This past Thursday, I went to one of the CU Comp Sci Colloquia. The speaker was Danny Dig, and he discussed Refactoring-Aware Software Merging and Version Control for Object-Oriented Programs, in particular, MolhadoRef. Mr Dig billed this several times as the first refactoring aware source control system ‘that we are aware of’.
Being relatively new to IDEs in general and Eclipse in particular, I find that the automatic refactoring is one of the largest productivity enhancements that I’ve discovered. The ability to almost effortlessly change a variable name to more accurately reflect its purpose, and to know that such a change will propagate everywhere it is used, lets you update variable names more often. I was recently editing a piece of PHP code and one of the variables had changed slightly in purpose. I could have done a search and replace, but I wouldn’t be positive that the changes hadn’t broken something subtle. With Eclipse, there’s no such hesitation.
This is almost worth the cost of having to use the mouse and not being able to use vi keystrokes (at least, without the vi plugin). But when you throw in the other refactorings, including move method and rename method, well, refactoring becomes invaluable.
What follows are my notes from the talk.
Mr Dig discussed how refactoring is becoming more prevalent in todays development environments, and how this is challenging text based version control systems such as CVS and SVN. The main issues are that refactoring causes global changes, while version control systems excel at tracking local changes. In addition, refactoring impacts program elements, while version control systems focus on files. In short, refactorings are more likely than normal edits to create conflicts and/or merge errors–due to refactoring tools, changes are regularly no longer limited to files.
In addition, when you move members between classes, you can lose version history–the only connection back to the original location is a commit comment, which is neither dependable nor robust.
MolhadoRef aims to change this, by making the version control system become refactoring aware. Currently MolhadoRef exists in ‘research project’ form as an Eclipse plugin, and is part of Mr Dig’s PhD thesis work. (By ‘research form’, I think he means not ready for prime time. For example, in his demo, when you checked changes in, there was no support for a commit message.) There are plans to release it as an open source project, but it is currently not so available. MolhadoRef is based on Molhado, which is an SCM system with support for OO software, on the backend, and Eclipse and a refactoring engine on the front end.

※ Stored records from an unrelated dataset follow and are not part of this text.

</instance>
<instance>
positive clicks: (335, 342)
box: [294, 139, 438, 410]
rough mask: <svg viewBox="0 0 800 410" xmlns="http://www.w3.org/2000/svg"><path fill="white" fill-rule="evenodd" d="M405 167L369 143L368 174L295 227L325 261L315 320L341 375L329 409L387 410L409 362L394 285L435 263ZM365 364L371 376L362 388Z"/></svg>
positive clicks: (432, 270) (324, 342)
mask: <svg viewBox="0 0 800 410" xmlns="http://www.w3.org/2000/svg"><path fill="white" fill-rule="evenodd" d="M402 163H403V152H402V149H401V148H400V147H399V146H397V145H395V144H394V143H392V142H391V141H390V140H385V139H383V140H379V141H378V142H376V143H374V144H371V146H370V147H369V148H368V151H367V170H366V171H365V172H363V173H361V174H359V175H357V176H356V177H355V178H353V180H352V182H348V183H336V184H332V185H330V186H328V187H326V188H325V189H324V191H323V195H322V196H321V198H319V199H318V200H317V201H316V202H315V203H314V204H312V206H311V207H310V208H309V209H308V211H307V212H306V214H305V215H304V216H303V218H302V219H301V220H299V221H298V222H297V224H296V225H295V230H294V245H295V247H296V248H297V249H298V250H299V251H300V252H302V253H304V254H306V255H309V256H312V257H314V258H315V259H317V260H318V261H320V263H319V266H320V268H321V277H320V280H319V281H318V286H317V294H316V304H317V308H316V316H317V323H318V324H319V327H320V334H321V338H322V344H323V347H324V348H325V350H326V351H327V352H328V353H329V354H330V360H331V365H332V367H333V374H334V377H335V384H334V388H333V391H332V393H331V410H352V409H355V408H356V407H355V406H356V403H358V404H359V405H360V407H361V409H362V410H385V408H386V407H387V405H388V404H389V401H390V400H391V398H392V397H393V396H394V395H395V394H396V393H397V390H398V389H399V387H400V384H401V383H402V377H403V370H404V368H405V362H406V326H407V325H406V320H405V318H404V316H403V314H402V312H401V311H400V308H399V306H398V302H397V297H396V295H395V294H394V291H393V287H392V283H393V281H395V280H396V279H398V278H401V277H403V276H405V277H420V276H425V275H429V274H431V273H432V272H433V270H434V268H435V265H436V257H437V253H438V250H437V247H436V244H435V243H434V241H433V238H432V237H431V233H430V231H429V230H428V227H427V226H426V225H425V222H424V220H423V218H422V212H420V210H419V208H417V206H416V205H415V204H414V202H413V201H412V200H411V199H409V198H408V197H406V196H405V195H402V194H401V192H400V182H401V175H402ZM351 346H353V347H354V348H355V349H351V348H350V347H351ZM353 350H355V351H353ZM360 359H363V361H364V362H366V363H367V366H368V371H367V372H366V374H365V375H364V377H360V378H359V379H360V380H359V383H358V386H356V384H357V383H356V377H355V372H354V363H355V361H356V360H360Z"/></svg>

Basically, MolhadoRef can handle API level merging, where ‘API level’ means any member declarations. It also supports normal text edits in the same manner as CVS or SVN. It also tracks compile time as well as runtime merge conflicts.
On checkin, it follows the following algorithm:
- Detect API change operations, using a 3 way comparison. They are also tracked with tools such as Catchup or RefactoringCrawler
- Detect and resolve conflicts. It attempts to do so in an automated fashion, but sometimes requires user input.
- Undo refactorings. Sometimes this is not entirely possible, but if it fails, MolhadoRef is intelligent enough to fall back to a text merge.
- Merge text changes. This happens on a method level, not on a file level.
- Replay refactorings. This can be hard, because you need to serialize what may have been two parallel series of refactorings. He went into some things I didn’t understand right here, including using graph theory to reorder the refactoring, or making a refactoring into an enhanced refactoring (which not only changes code, but future refactorings in the chain).
Mr Dig conducted a case study and an experiment to prove the effectiveness of MolhadoRef. In the case study, he and a partner developed MolhadoRef separately for 3 weeks, and then merged the changes using both MolhadoRef and CVS. With 1267 lines of changed code, CVS had 36 conflicts, 41 compile errors, 7 runtime errors (determined by unit test coverage), and it took 105 minutes (including human time) to merge the two trees. In contrast, MolhadoRef had 1 conflict, 0 compile and runtime errors, and it took 1 minute to merge. Pretty impressive.
The experiment was to split 10 students (fairly experienced with Eclipse and java) into two groups. Each group had a common task. At the end, the changes made by each person in the first group were merged with the changes made by each person in the second group, producing 25 merge sessions. Using these episodes, using MolhadoRef led to 3.6 times fewer conflicts, 11.6 times fewer compiler errors, and 1.5 fewer runtime errors. In addition, the time to merge was 3.5 times faster with MolhadoRef.
The larger picture that Mr Dig is pursuing is to perform automated upgrades of component based applications (pdf). If you’ve ever upgraded from one version of a java web framework to another, you’ll know how painful it can be, especially if the API has changed. According to Mr Dig, 80% of the API changes in 5 projects he’s examined so far (4 open source, 1 proprietary) were due to refactorings. He told us why MolhadoRef fits into this picture, but I didn’t note it. Bummer.
He did say that both Microsoft and IBM were interested in his work. He also mentioned, I think, that Eclipse has already accepted some of his refactoring code.
What does that mean for us developers who don’t use build version control systems? well, not much right now, but if some of the bigger providers start to use this, it means that bigger, longer lived projects can be better managed; that code history won’t be lost as often, and that merge conflicts will decrease in severity and number. I for one can’t wait for that day.